• Using a two-way radio while driving is considered distracted driving

    Persida Acosta

    Persida Acosta

    Dear PAO,
    I am a daily commuter from Cavite to Manila, using the public utility vehicles (PUVs). These PUVs plying this route have a two-way radio affixed near the dashboard of the vehicle where the drivers would communicate to the other drivers plying the same route. They all belong to an association, which determines the situation of the traffic, location of each driver and vehicle and the queue in their terminals.

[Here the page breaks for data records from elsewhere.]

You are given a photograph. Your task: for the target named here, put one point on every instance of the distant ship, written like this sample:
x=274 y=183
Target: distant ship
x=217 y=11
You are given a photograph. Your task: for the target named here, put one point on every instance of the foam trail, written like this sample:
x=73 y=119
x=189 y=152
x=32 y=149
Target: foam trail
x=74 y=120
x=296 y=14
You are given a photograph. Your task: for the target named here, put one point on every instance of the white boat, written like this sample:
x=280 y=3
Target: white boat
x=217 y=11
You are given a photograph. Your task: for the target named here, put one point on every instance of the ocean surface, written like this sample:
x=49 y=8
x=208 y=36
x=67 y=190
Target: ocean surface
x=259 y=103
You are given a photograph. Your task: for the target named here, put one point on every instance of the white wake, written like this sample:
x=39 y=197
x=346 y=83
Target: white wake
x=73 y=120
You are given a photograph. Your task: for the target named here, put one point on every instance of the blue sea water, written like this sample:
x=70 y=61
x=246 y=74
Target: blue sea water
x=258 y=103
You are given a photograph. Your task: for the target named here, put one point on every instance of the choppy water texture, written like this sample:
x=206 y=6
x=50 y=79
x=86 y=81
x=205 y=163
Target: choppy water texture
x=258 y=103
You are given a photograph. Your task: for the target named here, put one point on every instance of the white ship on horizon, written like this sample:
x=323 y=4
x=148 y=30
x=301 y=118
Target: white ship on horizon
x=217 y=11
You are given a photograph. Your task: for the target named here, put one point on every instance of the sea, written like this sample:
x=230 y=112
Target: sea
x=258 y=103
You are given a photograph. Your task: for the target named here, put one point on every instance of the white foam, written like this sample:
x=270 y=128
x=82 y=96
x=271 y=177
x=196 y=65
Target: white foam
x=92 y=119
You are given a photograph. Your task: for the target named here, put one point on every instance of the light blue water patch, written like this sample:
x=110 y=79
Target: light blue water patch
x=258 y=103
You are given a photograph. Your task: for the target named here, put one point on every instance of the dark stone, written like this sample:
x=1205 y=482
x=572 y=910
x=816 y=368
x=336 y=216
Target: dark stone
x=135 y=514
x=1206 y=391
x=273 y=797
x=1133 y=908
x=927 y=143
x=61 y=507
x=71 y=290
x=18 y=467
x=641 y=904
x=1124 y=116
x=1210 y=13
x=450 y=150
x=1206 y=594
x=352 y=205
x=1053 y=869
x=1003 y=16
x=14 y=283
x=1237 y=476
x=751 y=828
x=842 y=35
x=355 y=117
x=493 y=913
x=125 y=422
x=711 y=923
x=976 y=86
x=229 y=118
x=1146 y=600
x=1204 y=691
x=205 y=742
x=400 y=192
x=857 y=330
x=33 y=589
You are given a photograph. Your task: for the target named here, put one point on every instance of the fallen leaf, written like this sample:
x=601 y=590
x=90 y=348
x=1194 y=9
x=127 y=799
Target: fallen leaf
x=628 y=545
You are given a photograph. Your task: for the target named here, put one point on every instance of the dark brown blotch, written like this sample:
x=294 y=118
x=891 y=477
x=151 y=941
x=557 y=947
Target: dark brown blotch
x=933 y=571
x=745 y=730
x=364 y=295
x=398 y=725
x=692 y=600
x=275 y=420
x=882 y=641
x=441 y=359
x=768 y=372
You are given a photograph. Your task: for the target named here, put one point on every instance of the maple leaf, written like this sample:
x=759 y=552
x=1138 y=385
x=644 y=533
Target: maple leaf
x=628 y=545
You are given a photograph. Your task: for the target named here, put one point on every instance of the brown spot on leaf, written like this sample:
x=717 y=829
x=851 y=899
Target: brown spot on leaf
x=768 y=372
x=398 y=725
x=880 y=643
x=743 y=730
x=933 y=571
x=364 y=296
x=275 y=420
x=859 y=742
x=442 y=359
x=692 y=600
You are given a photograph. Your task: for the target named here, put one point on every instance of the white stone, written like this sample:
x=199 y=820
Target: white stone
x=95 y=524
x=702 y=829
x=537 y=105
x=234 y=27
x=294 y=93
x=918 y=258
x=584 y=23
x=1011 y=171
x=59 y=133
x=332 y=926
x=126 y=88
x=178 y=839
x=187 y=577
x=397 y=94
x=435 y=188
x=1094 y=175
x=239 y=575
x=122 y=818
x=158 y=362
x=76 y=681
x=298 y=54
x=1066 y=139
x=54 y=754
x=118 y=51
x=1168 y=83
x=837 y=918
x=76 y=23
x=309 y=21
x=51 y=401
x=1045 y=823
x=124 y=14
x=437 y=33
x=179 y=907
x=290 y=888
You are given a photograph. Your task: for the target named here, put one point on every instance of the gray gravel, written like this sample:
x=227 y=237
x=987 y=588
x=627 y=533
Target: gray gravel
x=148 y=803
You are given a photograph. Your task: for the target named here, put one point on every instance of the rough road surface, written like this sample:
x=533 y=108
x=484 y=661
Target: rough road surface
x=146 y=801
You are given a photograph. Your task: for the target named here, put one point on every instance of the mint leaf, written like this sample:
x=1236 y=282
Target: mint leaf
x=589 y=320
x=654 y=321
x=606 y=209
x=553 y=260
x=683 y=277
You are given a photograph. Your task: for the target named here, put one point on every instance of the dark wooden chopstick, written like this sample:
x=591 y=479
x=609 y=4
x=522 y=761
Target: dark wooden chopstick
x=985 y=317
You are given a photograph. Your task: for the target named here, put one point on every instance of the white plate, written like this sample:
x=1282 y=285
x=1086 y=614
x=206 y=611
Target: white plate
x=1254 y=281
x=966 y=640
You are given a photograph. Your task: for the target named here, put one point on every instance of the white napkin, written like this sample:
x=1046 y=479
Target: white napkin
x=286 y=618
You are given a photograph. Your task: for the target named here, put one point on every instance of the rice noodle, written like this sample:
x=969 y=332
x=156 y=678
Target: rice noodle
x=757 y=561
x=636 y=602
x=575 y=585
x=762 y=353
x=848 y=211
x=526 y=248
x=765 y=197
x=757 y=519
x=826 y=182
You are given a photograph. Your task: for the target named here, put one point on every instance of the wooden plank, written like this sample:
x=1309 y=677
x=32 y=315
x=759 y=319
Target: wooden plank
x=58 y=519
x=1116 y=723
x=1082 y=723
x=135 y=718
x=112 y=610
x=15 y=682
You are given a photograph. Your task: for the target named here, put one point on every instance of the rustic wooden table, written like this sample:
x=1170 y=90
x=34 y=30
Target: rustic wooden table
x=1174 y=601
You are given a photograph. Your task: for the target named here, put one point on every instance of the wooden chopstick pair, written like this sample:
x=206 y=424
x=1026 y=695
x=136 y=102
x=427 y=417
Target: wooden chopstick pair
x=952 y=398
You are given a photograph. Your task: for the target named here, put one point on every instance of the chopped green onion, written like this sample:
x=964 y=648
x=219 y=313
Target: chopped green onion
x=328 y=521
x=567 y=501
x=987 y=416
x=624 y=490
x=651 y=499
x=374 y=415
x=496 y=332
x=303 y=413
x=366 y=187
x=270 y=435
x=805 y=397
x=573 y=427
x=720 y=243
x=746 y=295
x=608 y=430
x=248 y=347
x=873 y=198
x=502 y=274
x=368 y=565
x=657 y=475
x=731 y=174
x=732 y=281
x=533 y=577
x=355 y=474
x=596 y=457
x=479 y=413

    One time, I boarded a PUV going to Paliparan, Cavite and when we were traversing Macapagal Avenue in Parañaque City, the driver was also busy calling or talking to other drivers in the area, asking for the situation of the traffic ahead. He was holding the speaker of the radio on his right hand while his left hand was on the stirring wheel. When we reached a certain intersection, the vehicle almost hit a crossing pedestrian and my head almost hit the window. Is there any law that was violated by the driver?

    Dear Quintero,
    The driver is liable under Republic Act (RA) 10913 or An Act Defining and Penalizing Distracted Driving. Distracted driving under Section 4 of this law is defined:

    “Subject to the qualifications in Sections 5 and 6 of this Act, distracted driving refers to the performance by a motorist of any of the following acts in a motor vehicle in motion or temporarily stopped at a red light, whether diplomatic, public or private, which are hereby declared unlawful;

    (a) Using a mobile communications device to write, send, or read a text-based communication or to make or receive calls, and other similar acts; and

    (b) Using an electronic entertainment or computing device to play games, watch movies, surf the internet, compose messages, read e-books, perform calculations, and other similar acts.”

    Mobile communications devices are electronic communications equipment such as, but not limited to, cellular phones, wireless telephones, two-way radio transceivers, pagers and other similar devices capable of transmitting, receiving, or both, of encrypted data and/or signals through wireless electronic or any other similar means (Section 3 (e), Id).

    In your case, the act of the driver in talking to other drivers through the radio communication device and holding the speaker with his right hand and with the other hand at the stirring wheel falls squarely under letter “(a)” of the abovementioned enumerated unlawful acts. The only instance where the driver will be absolved from the said offense is when he can communicate with the use of a hands-free function or similar device where the driver can make or receive a call without holding the communication device, and the hands-free device does not interfere with the line of sight of the driver, which is in accordance to Section 5 of the same law.

    Again, we find it necessary to mention that this opinion is solely based on the facts you have narrated and our appreciation of the same. The opinion may vary when the facts are changed or elaborated.

    We hope that we were able to enlighten you on the matter.